All of the details involved in the inheritance of hair color haven’t been worked out yet, but you can get a brown hair in a child using just two hair color genes. See Human hair color - Wikipedia, the free encyclopedia. In this model there is 1 gene responsible for brown/blonde hair color with brown dominant over blonde. The second gene would determine red hair color with “not red” dominant over red. The 2 genes would interact (called epistasis) such that a “not red” trait (allele) is needed in order for the hair color to be blonde, brown or black.

So the red haired Dad could be carry the brown hair trait (allele) but have red hair color because he has only “red” alleles (this is called homozygous in genetics) at the second gene.

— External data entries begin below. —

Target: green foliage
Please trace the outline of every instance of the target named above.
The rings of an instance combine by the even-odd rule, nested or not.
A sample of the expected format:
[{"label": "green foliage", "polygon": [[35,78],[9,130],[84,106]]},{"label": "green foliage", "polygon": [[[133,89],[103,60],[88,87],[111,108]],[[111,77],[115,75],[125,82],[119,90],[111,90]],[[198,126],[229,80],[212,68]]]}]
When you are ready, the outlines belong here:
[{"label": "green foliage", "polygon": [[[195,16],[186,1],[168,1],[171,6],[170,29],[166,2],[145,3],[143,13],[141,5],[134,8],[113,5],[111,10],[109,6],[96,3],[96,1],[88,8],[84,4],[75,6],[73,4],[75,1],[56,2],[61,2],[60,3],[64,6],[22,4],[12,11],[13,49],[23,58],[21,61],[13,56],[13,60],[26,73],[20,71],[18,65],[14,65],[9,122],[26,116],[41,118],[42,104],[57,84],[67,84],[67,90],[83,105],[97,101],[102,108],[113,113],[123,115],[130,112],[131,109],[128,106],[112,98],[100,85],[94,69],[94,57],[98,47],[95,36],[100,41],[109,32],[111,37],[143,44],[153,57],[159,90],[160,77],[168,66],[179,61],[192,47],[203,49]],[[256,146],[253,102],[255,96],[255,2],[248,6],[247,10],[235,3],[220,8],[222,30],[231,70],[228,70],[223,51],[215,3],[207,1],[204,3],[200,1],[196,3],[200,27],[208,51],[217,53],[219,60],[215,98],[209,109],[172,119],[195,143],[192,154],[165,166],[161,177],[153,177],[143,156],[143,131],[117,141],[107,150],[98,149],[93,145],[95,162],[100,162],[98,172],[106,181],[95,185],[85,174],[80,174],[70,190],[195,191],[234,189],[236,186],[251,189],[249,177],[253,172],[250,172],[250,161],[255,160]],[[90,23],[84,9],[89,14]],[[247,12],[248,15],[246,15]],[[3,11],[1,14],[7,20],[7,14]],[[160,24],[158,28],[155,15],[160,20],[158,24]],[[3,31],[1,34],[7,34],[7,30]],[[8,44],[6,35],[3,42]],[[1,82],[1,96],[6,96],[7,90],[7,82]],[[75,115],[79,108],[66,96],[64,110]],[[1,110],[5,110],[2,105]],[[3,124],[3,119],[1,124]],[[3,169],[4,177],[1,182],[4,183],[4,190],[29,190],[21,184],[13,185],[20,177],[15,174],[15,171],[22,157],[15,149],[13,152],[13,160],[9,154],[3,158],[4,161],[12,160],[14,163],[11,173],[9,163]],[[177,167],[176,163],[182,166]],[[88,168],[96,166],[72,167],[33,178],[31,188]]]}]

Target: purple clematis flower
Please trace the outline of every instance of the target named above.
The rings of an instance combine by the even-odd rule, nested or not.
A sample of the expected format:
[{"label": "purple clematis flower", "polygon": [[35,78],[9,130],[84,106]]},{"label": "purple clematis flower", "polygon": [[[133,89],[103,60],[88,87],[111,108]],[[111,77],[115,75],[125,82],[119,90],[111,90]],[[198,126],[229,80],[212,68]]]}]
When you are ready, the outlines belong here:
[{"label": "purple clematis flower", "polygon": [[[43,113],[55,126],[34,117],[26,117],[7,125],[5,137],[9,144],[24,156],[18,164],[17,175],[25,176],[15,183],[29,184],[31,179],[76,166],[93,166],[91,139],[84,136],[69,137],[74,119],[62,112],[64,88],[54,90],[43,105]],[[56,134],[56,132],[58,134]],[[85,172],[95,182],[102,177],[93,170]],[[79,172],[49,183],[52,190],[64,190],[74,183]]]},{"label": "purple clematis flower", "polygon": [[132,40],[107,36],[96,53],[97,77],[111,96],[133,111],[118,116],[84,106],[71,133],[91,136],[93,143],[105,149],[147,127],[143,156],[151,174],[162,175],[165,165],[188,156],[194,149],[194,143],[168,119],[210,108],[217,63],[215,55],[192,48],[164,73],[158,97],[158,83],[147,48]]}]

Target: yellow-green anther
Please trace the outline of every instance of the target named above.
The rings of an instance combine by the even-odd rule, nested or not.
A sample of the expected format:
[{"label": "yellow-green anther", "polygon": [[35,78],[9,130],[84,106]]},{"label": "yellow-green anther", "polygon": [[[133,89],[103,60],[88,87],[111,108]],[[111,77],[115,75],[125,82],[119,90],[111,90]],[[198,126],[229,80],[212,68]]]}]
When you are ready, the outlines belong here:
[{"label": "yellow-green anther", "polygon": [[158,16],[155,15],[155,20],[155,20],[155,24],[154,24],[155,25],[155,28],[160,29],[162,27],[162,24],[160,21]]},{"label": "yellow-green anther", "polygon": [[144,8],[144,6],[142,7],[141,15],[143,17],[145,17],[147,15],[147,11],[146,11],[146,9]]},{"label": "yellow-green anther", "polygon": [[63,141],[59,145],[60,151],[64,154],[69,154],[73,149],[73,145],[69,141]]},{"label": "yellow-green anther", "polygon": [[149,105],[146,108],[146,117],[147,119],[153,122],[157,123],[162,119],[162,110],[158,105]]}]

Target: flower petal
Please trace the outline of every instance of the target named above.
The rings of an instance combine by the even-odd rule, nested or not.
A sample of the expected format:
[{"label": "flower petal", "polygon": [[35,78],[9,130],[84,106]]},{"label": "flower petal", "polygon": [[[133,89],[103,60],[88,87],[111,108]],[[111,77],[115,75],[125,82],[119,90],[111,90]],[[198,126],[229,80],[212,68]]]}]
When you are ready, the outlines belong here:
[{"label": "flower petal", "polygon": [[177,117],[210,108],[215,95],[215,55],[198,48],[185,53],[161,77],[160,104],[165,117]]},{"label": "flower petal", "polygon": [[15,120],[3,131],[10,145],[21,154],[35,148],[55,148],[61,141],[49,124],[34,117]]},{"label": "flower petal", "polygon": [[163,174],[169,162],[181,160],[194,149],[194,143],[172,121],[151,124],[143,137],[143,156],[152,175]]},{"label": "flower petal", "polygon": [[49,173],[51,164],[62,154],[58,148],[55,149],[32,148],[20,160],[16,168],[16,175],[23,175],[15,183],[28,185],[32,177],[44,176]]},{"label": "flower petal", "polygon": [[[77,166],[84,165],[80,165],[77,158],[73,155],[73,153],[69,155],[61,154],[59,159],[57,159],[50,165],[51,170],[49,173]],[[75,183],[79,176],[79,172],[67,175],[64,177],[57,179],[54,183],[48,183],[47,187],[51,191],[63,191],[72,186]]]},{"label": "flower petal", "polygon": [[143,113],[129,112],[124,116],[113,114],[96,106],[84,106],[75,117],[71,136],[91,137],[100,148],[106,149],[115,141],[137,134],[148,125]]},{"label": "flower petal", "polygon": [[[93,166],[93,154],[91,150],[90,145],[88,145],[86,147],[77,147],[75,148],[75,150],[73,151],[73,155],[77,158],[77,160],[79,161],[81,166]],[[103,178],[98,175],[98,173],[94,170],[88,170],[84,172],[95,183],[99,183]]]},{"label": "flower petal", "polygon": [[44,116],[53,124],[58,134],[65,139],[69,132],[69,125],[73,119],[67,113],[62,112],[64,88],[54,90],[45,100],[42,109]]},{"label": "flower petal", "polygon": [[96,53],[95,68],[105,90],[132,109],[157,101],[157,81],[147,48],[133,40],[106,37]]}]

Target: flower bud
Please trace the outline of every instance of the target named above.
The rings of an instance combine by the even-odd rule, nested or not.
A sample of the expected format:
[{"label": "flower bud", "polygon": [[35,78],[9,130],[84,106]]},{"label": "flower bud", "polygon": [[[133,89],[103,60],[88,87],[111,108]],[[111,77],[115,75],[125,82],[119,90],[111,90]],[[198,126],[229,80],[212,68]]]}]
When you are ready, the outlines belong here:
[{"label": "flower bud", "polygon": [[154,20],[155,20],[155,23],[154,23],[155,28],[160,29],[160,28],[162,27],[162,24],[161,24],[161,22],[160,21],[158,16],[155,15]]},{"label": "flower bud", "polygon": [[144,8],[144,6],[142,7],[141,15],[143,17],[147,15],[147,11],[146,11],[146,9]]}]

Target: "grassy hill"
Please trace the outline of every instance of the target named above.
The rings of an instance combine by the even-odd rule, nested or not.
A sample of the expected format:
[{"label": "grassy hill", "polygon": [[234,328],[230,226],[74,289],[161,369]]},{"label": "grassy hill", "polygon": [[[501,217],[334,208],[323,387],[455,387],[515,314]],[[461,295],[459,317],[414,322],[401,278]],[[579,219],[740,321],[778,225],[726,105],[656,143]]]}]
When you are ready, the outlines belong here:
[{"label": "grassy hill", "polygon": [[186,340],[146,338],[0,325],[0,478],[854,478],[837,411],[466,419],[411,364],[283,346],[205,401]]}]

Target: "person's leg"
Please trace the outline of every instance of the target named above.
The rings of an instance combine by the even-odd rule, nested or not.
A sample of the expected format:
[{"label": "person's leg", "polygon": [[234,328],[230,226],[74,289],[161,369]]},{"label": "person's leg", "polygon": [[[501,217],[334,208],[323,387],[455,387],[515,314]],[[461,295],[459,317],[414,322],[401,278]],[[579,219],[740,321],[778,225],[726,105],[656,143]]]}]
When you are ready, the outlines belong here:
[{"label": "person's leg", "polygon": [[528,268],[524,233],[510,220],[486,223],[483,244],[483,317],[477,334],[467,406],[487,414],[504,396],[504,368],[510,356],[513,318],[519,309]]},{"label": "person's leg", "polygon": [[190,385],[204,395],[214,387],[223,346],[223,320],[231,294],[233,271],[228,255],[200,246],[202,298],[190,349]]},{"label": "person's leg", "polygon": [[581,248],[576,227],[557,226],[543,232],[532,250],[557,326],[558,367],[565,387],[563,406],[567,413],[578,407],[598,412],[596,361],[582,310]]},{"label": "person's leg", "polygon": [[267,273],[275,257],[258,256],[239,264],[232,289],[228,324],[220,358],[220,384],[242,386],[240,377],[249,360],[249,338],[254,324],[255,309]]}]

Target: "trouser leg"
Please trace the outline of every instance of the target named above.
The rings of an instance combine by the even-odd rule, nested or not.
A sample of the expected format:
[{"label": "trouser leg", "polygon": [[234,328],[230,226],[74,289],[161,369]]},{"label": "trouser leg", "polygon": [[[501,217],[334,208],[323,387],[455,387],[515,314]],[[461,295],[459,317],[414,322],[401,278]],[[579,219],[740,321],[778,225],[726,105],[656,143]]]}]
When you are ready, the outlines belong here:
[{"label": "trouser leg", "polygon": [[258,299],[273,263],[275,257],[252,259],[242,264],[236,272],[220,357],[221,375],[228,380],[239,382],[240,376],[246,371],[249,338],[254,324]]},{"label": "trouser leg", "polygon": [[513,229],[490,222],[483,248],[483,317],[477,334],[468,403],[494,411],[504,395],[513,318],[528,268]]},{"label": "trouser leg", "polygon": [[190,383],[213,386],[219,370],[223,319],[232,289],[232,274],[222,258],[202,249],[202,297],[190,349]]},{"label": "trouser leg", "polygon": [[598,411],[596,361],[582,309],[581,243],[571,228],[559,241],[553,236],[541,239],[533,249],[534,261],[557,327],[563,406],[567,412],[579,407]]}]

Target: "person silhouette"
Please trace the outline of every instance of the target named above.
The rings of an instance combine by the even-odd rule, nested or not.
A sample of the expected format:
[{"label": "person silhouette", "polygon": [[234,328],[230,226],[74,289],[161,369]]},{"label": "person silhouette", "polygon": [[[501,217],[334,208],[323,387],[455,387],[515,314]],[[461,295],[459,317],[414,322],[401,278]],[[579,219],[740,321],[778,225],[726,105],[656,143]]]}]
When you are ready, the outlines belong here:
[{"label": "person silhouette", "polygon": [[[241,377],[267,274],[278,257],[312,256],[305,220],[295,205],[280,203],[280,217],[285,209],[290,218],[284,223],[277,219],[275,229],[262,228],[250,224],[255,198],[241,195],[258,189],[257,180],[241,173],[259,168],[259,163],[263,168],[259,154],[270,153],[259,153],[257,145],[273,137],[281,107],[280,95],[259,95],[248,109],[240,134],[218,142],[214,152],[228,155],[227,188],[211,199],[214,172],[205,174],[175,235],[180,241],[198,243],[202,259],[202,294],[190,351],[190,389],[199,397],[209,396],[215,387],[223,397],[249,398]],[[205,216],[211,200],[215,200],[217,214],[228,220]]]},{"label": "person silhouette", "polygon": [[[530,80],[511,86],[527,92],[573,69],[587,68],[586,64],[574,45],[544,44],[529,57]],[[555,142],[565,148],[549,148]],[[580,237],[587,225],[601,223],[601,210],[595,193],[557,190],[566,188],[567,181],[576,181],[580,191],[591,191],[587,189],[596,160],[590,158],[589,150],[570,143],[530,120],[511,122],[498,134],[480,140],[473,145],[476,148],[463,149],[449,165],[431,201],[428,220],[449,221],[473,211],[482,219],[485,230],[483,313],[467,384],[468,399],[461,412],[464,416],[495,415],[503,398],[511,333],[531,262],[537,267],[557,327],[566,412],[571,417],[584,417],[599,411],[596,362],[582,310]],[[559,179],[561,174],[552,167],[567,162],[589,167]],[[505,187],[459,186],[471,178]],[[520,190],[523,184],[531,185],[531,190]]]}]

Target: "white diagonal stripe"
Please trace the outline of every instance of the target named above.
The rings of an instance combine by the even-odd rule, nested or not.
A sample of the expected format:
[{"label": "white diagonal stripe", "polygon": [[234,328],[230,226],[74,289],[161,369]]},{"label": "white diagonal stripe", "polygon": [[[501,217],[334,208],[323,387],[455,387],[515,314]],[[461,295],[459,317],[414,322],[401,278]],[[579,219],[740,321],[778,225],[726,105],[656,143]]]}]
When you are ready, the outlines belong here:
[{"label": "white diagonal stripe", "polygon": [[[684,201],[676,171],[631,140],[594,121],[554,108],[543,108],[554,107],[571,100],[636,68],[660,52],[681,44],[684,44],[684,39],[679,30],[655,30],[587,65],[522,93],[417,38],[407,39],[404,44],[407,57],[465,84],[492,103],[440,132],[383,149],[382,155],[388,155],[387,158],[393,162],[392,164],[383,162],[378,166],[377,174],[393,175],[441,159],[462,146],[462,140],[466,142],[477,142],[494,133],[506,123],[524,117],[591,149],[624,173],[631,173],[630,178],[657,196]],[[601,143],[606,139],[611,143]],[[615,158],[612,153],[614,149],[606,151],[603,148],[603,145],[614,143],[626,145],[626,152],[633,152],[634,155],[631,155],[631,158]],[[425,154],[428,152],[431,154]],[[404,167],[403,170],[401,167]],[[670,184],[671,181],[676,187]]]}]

Mom would only need to pass on a “not red” allele at the second gene.

So where does black hair fit in? In this model the brown/blond gene has many alleles which are responsible for different shades of brown to black. This explanation “fits” and IMHO it is a reasonable theory … is it right? I don’t know, but I would expect that it is “right”, but oversimplified. Other genes certainly influence hair color. Hair color is determined by more than one gene (=polygenic) & the final color is subject to the influence of modifying genes & the environment. For example I had blonde hair as a kid, brown as an adult & now gray ;(
Not an intelligent design, but this is what you get when traits evolve.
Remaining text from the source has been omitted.